The omnibus package includes health care related issues such as a delay in the 2010 health reform law’s (ACA) medical device excise tax. This 2.3% medical device tax, which went into effect in 2013, would be delayed until 2016 and 2017. This may impact ACG members because any tax may simply be passed to the consumers of these medical devices, or facilities affiliated with ACG members.

The omnibus spending bill also delays levies on high-cost employer health plans, widely known as the “Cadillac tax,” from its scheduled start in 2018 until 2020. This is relevant to ACG members as many employer organizations, businesses, and unions say the tax will hit a growing number of health insurance plans than only those with overly generous benefits.
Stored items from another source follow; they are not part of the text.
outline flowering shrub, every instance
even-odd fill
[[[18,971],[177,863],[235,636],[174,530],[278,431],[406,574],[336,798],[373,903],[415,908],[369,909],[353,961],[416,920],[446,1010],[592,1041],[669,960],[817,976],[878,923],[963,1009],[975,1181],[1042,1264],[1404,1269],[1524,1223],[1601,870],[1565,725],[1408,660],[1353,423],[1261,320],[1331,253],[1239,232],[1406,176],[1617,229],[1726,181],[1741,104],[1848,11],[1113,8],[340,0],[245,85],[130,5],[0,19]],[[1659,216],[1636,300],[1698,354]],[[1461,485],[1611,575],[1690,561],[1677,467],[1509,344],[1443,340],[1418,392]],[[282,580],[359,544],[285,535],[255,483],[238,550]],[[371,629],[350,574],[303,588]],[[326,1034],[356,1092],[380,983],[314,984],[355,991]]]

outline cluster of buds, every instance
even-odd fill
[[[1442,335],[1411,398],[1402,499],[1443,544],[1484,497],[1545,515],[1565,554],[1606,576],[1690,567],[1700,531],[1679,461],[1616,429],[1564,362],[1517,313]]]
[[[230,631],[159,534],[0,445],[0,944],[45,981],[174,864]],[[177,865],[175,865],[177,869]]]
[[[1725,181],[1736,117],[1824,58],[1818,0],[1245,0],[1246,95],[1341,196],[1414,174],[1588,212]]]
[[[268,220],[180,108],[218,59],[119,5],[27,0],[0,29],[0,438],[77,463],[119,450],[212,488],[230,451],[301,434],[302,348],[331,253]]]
Thus, this may potentially trigger employers to scale back their health plans or pass on cost-sharing to health plan beneficiaries. In 2018, the threshold for the tax will be $10,200 for self-only coverage and $27,500 for family plans, with a 40% tax imposed on amounts over those limits in an effort to reign in on health care costs.   The legislation also suspends the ACA’s annual tax on insurers, which took effect in 2014, for one year in 2017.

The health insurance tax delays contribute toward $57 billion in added deficit spending, estimated by the Congressional Budget Office. A separate estimate pegged a $3.9 billion cost for the delay of the medical device tax.

Other highlights worth noting:

  • Reduces Medicare payment for the technical components for film x-ray (not digital) and computed radiography, as well as the hospital outpatient department facility fees for these services.
  • Reduces the professional component for multiple imaging services.
  • The Agency for Healthcare Research and Quality budget would be cut to $334 million from $363.7 million
  • The National Institutes for Health (NIH) budget would increase by $2 billion ($32 billion). This includes $100 million for research on antimicrobial resistance.
  • Centers for Disease Control (CDC) and Prevention budget would rise by $300 million to $7.2 billion. This includes $70 million to increase efforts to combat opioid prescription drug use.
  • Funding for the independent payment advisory board (IPAB) was cut by $15 billion, although the panel has never been established

Congress included language requiring HHS to ignore the recent U.S. Preventive Services Task Force’s recommendation on breast cancer screening for 2 years.